Chaturvedi and Sykes describe the reaction thus.


‘That settles it.’said Montagu. ‘Ask what you like.’

On January 1st, 1920, the last indentured laborer was free. (Chaturvedi and Sykes 1950: 123)


Andrews’s shrewd focus on women and disease, at a time when the contagious diseases issue was in popular focus, both in India and Britain, highlighted the double standards that had long propelled indenture. A ‘British Raj’ whose public discourse promised sanitation and health to ‘the colonies’ kept so many of its subjects in less than degrading human conditions. Women were always the primary focus in the anti-indenture movement. The incident also showed the easy access Andrews had to the top echelons of India’s rulers.


Andrews’s devoted attention to practical matters and influence in the higher colonial echelons provides the material backbone to the Gandhian alchemy of changing wretchedness into cultural strength, of drawing from the affliction of the body into a struggle for deliverance and welding this alchemy into shaping the indentured Indian into a national. A scene narrated by C.F. Andrews is a visual reminder of how the ‘nation’ is never far away in this Creole

place of Hindus, Muslims and Zulus: and in Gandhi and Andrews’s consciousness of migrant suffering:


The strain of a long day of unwearied ministry among the poor was over. In the still after-glow of twilight, Mahatma Gandhi was seated under the open sky. He nursed a sick child on his lap, a little Muslim boy, and next to him was a Christian Zulu girl from the mission across the hill. He read us some Guajarati verses about the love of God and explained them in English...Then these Gujarati hymns were sung by the children’s voices. ‘What is India like?’ said a young Hindu to me with eager eyes. ‘India,’ I replied, ‘is just like this. We have all of us been in India tonight.’ (Chaturvedi and Sykes 1950: 99)
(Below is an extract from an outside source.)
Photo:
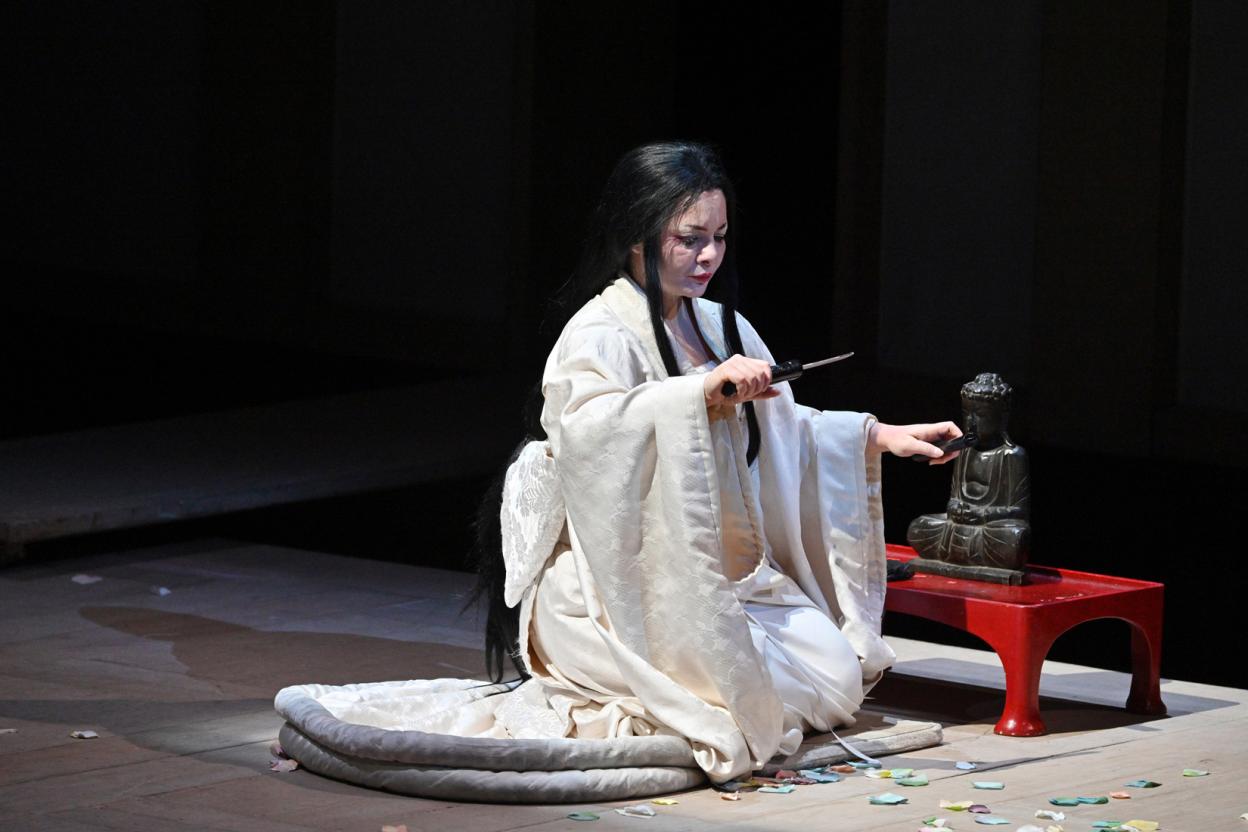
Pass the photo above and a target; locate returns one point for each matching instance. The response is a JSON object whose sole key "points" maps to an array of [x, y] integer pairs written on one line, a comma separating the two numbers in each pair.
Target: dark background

Author: Nalini Natarajan is Professor of English at the University of Puerto Rico, Rio Piedras, Puerto Rico.



Works Cited:



C.F Andrews. Mahatma Gandhi: His Own Story. George Allen & Unwin, London, 1930


Chaturvedi, Benarsidas and Marjorie Sykes. Charles Freer Andrews. New York: Harper and Brothers, 1950


Tinker Hugh. The Ordeal of Love: C.F. Andrews and India. New York: Oxford University Press, 1979.


Mahase  Radica (2008) ‘Plenty a dem run away’ – resistance by Indian indentured labourers in Trinidad, 1870–1920, Labor History, 49:4, 465-480, DOI: 10.1080/00236560802376946


Persaud, Lakshmi. Butterfly in the Wind. Leeds: Peepal Tree Press, 1990.


C.L.R. James The Beacon, 1, 5 (August 1931), 19 quoted in Sander, Reinhard. The Trinidad Awakening; West Indian Literature of the Nineteen Thirties. Westport, 1988.



1 Andrews writes a poem called ‘The Indentured Coolie’ after he sees a vision of a coolie he had seen beaten in South Africa merge into the face of Jesus Christ (see Tinker 1979: 109).